How so? Rest is a standard situation for unbidden interaction with beasts 
of all sorts - how often did you as GM attack the party resting for the 
night? The longer the party remains stationary, the more likely all kind 
of nasties will harrass them, beginning with ants and mosquitos 
smelling a picknick, and building up so that after a while every hunter 
worth his furs will notice their preence even without them using a fire.

Being "attacked" is the standard situation out in the wilds. Getting rest 
is an exception, at least if tried over more than 8 hours.

> "Agreed, this is illogical. Simple fix: a succeeding roll just lessens 
> severity of the disease by one level."

> Better fix: You roll once per day to shake off any and all diseases.
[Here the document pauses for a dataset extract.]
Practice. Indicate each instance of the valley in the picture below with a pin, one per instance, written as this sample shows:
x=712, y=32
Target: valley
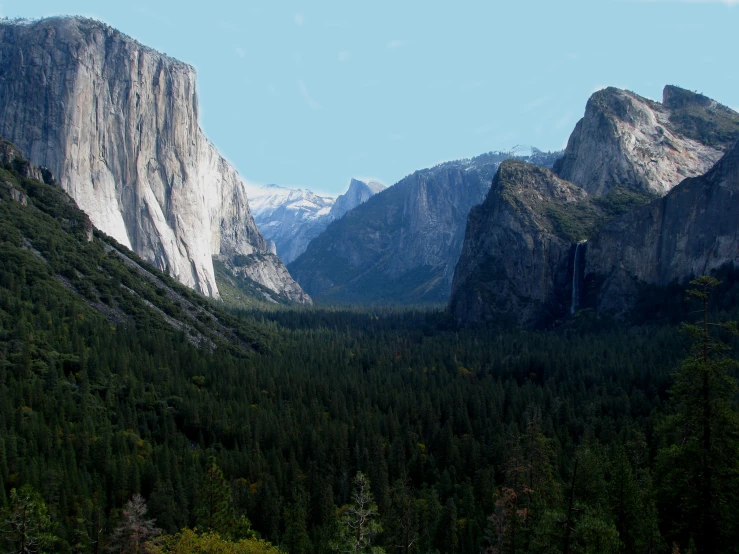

Let's
> make a terminal disease live up to its name.

This still makes me one day shaking with fever, the next day as fit as 
I'm going to become without magical intervention.

> "Again, GM decision to let the characters go off lightly. Why do you 
> complain in the first hand, if you don't want to make disease a problem?"

> I complain because I don't want to have to go through these hoops and
> gyrations to make disease a thing of dread. Why attack the problem,
> indirectly by making the GM have to throw extra encounters, et al at the
> party? Just fix the disease rules. Simple.

I'm not talking about extra encounters, I'm talking about the difference 
a normally annoying single jackal makes to a fit adventurer trying to get 
sleep compared to a diseased character unable to fend off a nibble or two. 
These harrassments happen all the time, but to the diseased they matter.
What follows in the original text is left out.